As biografias de jogadores de futebol normalmente são medíocres em tudo.
Mesmo as dos treinadores de futebol o são claramente
(a de Mourinho estava gralhística e terrivelmente mal escrita)
assim como a de certos presidentes de clubes, que têm um péssimo estilo,
por muito que vendam. «O Menino de Ouro do PS»
é um título claramente futebolístico!
lkj
A biografia autorizada de José Sócrates, o mais célebre optimista da nossa praça,
não foge à regra. O quê? O biografado não é nem jogador,
nem treinador, nem ex-amante de um dirigente desportivo?
Pois não, mas a lógica que subjaz ao livro é a mesma:
passar a existir, poder vender a existência,
forçá-la a todos, a essa existência, mitificar o saco de batatas.
E também exemplificar esses princípios batidos de auto-ajuda: Eu consigo!
Eu era obscuro mas tornei-me no primeiro Primeiro-Ministro profissional do Mundo.
Os outros são pessimistas e negativos.

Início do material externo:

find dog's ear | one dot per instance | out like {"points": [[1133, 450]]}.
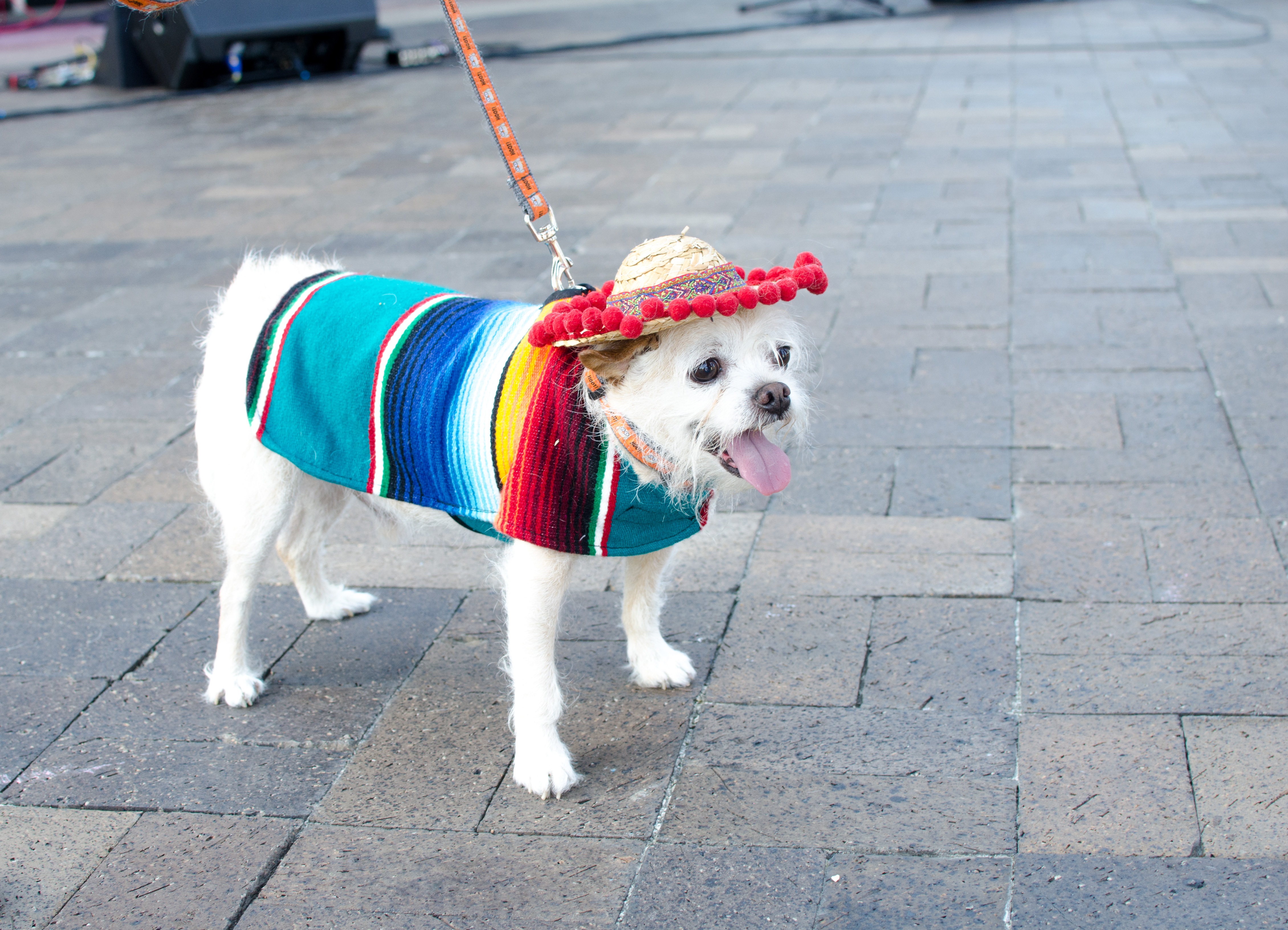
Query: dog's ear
{"points": [[611, 360]]}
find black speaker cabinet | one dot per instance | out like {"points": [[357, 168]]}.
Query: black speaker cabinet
{"points": [[189, 46]]}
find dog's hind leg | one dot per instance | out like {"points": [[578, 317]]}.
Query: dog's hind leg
{"points": [[317, 507], [250, 523], [535, 583], [653, 662]]}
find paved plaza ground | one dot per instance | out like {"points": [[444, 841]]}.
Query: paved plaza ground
{"points": [[1010, 652]]}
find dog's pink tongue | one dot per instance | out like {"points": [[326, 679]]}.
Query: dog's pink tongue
{"points": [[761, 462]]}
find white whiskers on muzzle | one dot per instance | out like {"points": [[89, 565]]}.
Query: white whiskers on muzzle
{"points": [[723, 397]]}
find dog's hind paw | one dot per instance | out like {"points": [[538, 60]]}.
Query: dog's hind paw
{"points": [[339, 605], [669, 669], [544, 770], [236, 691]]}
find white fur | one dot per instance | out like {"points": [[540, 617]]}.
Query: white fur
{"points": [[262, 500]]}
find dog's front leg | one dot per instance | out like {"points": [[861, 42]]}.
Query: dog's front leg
{"points": [[653, 662], [535, 583]]}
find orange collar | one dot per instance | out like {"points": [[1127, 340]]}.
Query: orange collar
{"points": [[641, 447]]}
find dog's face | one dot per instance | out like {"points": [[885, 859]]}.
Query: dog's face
{"points": [[710, 392]]}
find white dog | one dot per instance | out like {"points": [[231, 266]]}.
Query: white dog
{"points": [[699, 391]]}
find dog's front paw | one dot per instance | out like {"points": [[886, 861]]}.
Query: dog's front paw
{"points": [[236, 690], [663, 668], [544, 768], [339, 603]]}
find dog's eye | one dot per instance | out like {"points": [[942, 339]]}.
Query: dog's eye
{"points": [[706, 372]]}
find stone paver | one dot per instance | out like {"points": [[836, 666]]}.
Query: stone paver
{"points": [[1012, 646], [1170, 894], [809, 652], [889, 893], [1106, 785], [48, 854], [181, 870], [1240, 785], [690, 888]]}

Mas eu sou optimista e positivo.
Ou outros não tentam e por isso não conseguem.
Eu consigo porque acredito, tento e luto.
lkj
O resultado? O resultado é a venda intensiva de livros
como aconteceu com Vitor Baía, Nuno Gomes, Carolina Salgado ou Figo,
as quais, biografias, como se sabe,
todas elas são rápida e extraordinariamente bem vendidas
e logo a seguir, por serem esquecíveis,
bem esquecidas em Portugal a não ser por cineastas e procuradores-gerais-adjuntos.
O resultado é atirar mais achas-porreiro-pá para a fogueira das vaidades espectaculares
em causa e produzir contraste com o que vai maioritariamente de oposto
nas bastas psiques de desempregados, desiludidos e falidos em Portugal.
lkj
KiWitorino e Dias Loureiro foram, histriónicos, ao show patético de lançamento
de este best seller anunciado, o primeiro perorando, dentro do seu habitual número de circo,
sobre o profissionalismo político do biografado, um precursor na matéria.
O segundo a atropelar-se nas palavras e a arranjar ideias para levitar
da maledicência e da malquerência públicas essa figura benfazeja para todos, o PM:
sofregamente o dizia tão hiperbólico que doia,
lembrando muito o muito inócuo e inexistente Alberto Martins,
líder parlamentar! E Dias Loureiro testemunha ter-se emocionado!
O homem relatou que se emocionou com o inesperado lado dos afectos do biografado!
«Papá, papá, já sou Ministro...» A emotividade e Dias Loureiro seriam outra Biografia!
Passar a existir, emergindo das cinzas da irrelevância, emociona qualquer um.
Aliás, demos de repente pela sua existência, pela de Dias Loureiro,
precisamente pelo que de magnífico e encomiástico teve a dizer do PM e da biografia,
ali na solidão pungente daquela sala às moscas.
Não consta que nos apercebamos dele em lado algum a fazer alguma coisa.
Pronto, há o Conselho de Estado. Mas agora sabemos que o zénite do fervor socratinesco
não está em Alegre e quejandos, não!, está todo em Dias Loureiro.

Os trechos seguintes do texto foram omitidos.